Forum Moderators: open

Message Too Old, No Replies

Robots.txt

Best one for free access...

         

Harley_m

12:55 pm on Nov 28, 2002 (gmt 0)

10+ Year Member



Looking at the recent posts on the subject - ive decided to put a robots.txt into my site, even though i dont need to restrict access - what im thinking is it cant do any harm can it...? im having trouble getting the site deep crawled and freshed, and its just possible thats what it wants to see to be happy...

anyway - it only wont do any harm if its written perfectly, so what would it need to include to give free and total access...just :

user-agent: *
disallow:

or index,follow too...?

can someone write it correctly for me, as i dont want to fluff it up!

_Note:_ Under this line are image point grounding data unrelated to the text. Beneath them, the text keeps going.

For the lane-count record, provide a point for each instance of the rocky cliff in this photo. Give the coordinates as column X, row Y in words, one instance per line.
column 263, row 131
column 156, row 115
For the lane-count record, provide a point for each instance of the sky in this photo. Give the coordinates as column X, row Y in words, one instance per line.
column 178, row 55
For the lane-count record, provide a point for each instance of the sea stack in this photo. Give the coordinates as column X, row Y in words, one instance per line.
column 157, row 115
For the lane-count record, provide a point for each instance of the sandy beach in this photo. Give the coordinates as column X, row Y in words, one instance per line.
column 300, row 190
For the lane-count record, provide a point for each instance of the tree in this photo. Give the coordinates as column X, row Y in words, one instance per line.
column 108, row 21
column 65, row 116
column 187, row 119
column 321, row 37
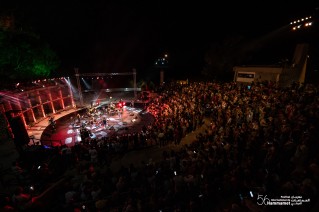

Thanks - and good luck to all in the update...

Harley

Brett_Tabke

12:58 pm on Nov 28, 2002 (gmt 0)

WebmasterWorld Administrator 10+ Year Member Top Contributors Of The Month



>is it cant do any harm can it

It shouldn't, but there were bots in the past that if a robots.txt was present, they turned around. Obviously not the case with any large se's, but there is no reason to have a robots.txt unless you want to block parts of the site.

Harley_m

1:03 pm on Nov 28, 2002 (gmt 0)

10+ Year Member



i thought there were rumours of inks bot assuming index no follow...?

bobmark

3:06 pm on Nov 28, 2002 (gmt 0)

10+ Year Member



I can't imagine why you wouldn't have a robots.txt file. In my case I have various areas that, as an added security precaution, I don't want crawled by anyone and experience no problems with any major SE's.
However, you DO have to be careful, especially with widget* disallows.
I copied various portions of the sample webmasterword robots.txt file to supplement my own and noticed that a couple of welcome - or at least not undesirable - bots seemed to interpret a disallow like:
User-agent: Zeus*
Disallow: /
as applying to them (specifically Alexa, for one) as if they picked up only the * and not the preceeding text (Googlebot had no problem parsing this correctly). In my case, I do not want the bloodsucking Zeus cult people all over my site so a robots.txt file is essential, I just had to avoid disallows that incorporated a wildcard character.
(I know this is true as my logs showed a couple of SE's that turned around and left when encountering the above referenced statement and returned to deep crawl again once it was ammended).